Caveats / limits of this run
Section titled “Caveats / limits of this run”- Released tags are a post-spec-gate population — this sweep
measures baseline stability, not Rigor’s bug-detection. Every
tag here is post-CI: a mature project’s spec suite catches obvious
errors before merge, and genuine bugs are fixed before a tag is
cut. So
surfaced = 0over a released-tag line is the expected, healthy result — the bugs Rigor would catch are the same class the specs already removed. This run strongly validates acknowledge-mode stability (no false regressions from maintenance churn) but says nothing about whether Rigor catches new bugs; that holds for any released-tag range, feature-spanning or not. Testing detection needs sampling finer than release tags — per-commit onmain, PR-head commits, or bug-introducing commits (the commit before a known fix).
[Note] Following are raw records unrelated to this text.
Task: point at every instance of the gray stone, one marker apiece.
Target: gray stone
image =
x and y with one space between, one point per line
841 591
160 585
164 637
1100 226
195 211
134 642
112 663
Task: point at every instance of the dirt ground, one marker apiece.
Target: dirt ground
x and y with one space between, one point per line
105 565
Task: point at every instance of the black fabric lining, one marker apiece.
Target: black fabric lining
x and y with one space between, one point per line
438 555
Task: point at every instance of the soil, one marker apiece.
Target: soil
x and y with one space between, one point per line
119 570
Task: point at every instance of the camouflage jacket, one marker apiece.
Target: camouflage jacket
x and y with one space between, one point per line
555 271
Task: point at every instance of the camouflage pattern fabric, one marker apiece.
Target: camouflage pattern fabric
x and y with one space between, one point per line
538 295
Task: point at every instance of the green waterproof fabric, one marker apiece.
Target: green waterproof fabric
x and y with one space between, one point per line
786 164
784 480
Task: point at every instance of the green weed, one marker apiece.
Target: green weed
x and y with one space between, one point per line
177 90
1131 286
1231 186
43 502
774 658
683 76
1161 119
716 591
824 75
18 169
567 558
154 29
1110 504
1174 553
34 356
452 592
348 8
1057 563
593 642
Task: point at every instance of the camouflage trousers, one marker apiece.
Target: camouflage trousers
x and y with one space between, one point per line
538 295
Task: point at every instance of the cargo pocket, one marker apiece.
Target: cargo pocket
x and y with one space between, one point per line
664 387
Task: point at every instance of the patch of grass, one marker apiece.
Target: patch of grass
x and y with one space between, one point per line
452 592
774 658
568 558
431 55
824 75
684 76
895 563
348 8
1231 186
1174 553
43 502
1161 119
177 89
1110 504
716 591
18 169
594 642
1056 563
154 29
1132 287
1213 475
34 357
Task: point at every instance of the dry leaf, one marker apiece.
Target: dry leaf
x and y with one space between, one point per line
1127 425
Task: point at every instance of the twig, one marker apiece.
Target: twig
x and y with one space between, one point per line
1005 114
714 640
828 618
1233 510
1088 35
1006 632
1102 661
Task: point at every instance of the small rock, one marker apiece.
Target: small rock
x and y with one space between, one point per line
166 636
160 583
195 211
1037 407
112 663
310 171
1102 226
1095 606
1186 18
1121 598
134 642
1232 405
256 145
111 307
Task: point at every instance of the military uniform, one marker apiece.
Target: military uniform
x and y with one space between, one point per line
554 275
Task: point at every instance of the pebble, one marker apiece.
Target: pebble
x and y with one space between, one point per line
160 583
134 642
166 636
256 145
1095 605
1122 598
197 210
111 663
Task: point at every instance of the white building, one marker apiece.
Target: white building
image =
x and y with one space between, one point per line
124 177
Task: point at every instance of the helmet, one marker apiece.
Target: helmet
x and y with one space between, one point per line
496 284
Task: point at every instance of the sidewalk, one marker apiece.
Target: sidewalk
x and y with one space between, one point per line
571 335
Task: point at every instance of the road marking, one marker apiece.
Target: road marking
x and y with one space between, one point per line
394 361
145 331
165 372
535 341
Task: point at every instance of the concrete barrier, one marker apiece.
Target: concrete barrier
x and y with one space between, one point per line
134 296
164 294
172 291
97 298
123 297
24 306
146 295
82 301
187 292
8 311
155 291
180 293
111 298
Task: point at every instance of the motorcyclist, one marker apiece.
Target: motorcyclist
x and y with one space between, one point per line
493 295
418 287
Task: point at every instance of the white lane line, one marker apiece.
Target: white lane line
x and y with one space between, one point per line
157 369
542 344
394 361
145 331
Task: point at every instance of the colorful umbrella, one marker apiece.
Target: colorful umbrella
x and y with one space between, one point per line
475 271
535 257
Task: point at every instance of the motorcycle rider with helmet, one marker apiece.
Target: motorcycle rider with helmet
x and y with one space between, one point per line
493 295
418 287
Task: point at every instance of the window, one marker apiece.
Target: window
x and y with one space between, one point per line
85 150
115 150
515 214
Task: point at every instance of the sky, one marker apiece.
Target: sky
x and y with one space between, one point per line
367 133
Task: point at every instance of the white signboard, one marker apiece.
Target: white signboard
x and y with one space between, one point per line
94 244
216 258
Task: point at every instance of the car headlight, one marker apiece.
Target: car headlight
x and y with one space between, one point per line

Therigor-regression-sweepSKILL § “Phase 1” records this as the headline sampling guidance. - Config omits the
rigor-*plugins (not published in v0.1.x). With the Rails plugin set active the absolute counts would differ; the delta methodology is unaffected (config stays frozen). severity_profile: lenientdowngradespossible-nil-receiver/argument-type-mismatch/flow.*; the 9error-severity diagnostics are allcall.undefined-method.- Single project, single release line. The SKILL exists so this becomes a repeatable corpus.
Reproduction
Section titled “Reproduction”~/repo/ruby/rigor-survey/_mastodon-sweep/ holds sweep.sh,
tabulate.rb, the frozen baseline.yml, and reports/<tag>.json.
The procedure is the rigor-regression-sweep
SKILL.
© 2026 TypedDuck. Licensed under CC BY-SA 4.0.